1. HUMAN NERVOUS SYSTEM
The human nervous system can broadly be categorized into two components, namely- the
central nervous system and the peripheral nervous system. Brain, spinal cord, and nerve
roots constitute the central nervous system. On the other hand, thirty one pairs of nerve
roots when branches off the spinal cord to enable the body to move and feel are called the
peripheral nerves.
As shown in figure 1, spinal cord is extended from the lower part of the brain through the
lower part of the body. It is responsible for carrying signal to and from the brain and
different organs. Information about movement of our different limbs and organs or the
information about how we feel in different environments, all of these communications
between the body and brain are conveyed by the cable like structure of the spinal cord.
This spinal cord is about an inch in diameter and 18 inches in length at its widest point.

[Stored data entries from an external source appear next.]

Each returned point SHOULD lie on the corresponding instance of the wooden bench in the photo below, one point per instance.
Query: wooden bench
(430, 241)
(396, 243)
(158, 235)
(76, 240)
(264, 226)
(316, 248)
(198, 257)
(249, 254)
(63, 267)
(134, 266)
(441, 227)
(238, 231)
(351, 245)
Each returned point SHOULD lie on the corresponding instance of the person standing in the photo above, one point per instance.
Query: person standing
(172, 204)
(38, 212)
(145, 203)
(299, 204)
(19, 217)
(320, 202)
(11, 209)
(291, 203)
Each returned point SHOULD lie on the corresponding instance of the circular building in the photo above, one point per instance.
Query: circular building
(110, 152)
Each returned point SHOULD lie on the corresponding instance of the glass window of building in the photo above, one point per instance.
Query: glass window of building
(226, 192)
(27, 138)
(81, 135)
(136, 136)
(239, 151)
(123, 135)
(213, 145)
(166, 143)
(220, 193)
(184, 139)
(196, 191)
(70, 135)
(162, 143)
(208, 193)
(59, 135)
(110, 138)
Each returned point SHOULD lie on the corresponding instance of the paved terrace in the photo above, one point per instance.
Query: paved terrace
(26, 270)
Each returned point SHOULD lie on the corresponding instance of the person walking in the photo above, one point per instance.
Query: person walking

The peripheral nerves can be categorized into five sub-sections according to their
function in human body.
1)
2)
3)
4)
5)
Cervical Nerves (8 pairs of nerves)
Thoracic Nerves (12 pairs of nerves)
Lumbar Nerves (5 pairs of nerves)
Sacral Nerves (5 pairs of nerves)
Coccyx Nerves (1 pair of nerve)
1
Figure 1: Human nervous system structure
Cervical nerves are responsible for the proper functioning of head, neck, breathing, upper
arms, wrists, hands etc. Thoracic nerves, on the other hand, are responsible for the
functioning of chest, abdominal muscle, internal organs etc. Similarly, lumbar nerves are
for leg muscles, sacral nerves for bathroom capabilities, and coccyx nerves for parental
capabilities
The spinal cord is protected by a hard shell called vertebrae.
Figure 2: Vertebrae
2
2. SIGNAL PROPAGATION IN HUMAN NERVOUS SYSTEM
Neuron is the unit particle of the nervous system. When a neuron receives a stimulus,
depending on the strength of the stimulus, it creates electrical pulses. These pulses then
propagate through its cable like structure.
Figure 3: A neuron cell
The pulses always have constant magnitudes and duration irrespective of the strength of
the stimulus. The intensity of the stimulus is conveyed by the number of pulses produced.

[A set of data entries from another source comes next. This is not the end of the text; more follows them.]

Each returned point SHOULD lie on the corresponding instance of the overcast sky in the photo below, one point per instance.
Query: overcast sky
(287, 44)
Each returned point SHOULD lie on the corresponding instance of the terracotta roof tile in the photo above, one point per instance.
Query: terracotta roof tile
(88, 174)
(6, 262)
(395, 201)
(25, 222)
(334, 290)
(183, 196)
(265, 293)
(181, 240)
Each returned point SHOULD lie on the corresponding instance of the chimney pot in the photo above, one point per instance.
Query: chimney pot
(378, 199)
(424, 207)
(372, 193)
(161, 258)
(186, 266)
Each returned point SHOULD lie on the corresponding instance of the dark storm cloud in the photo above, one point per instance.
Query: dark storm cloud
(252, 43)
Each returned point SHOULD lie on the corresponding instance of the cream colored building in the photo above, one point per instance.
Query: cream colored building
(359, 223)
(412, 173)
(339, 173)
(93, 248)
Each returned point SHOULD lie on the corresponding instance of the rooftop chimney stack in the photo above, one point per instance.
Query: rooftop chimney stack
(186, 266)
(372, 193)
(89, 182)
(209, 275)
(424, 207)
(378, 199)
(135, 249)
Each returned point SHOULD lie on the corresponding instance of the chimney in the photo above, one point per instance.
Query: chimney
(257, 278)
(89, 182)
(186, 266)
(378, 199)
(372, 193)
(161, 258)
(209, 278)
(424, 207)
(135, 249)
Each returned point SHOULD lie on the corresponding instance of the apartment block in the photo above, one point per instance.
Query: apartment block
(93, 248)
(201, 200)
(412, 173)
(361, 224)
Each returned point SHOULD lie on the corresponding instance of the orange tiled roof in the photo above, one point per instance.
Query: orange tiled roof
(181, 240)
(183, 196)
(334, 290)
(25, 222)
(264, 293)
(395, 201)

The cell has input ends named dendrites and a long tail – axon. The axons differ in
lengths for different parts of the body. The longest axons might even be more than 1
meter in length. Some of these axons are covered with fatty materials called myelin.
These myelin sheaths are about 2 mm long, separated by gaps named Node of Ranvier.
Human axons are very narrow in diameter. The largest axon might have a diameter of 20
µm. Squid have comparatively thicker axons. This is the reason why most of the
experiments are done on squid axons.
Neurons are of three types – sensory neurons, motor neurons, and interneurons. In a
simple reflex action a stimulus produced by a muscle is transported to the spine, where it
is carried to a motor neuron, the motor neurons then send impulses to control the muscle.
3
Figure 4: Reflex action
Body fluids are dissociated into ions. As a result they can carry electrical signal. Fluids
inside and outside the axons are separated by a thin membrane, axon membrane, which
has very high resistivity. Resistivities of the fluids inside and outside the axon are about
the same but they substantially differ in chemical compositions. Inside body fluid
consists of potassium and negatively charged large organic ions. On the other hand,
outside body fluid mostly consists of sodium and chloride ions.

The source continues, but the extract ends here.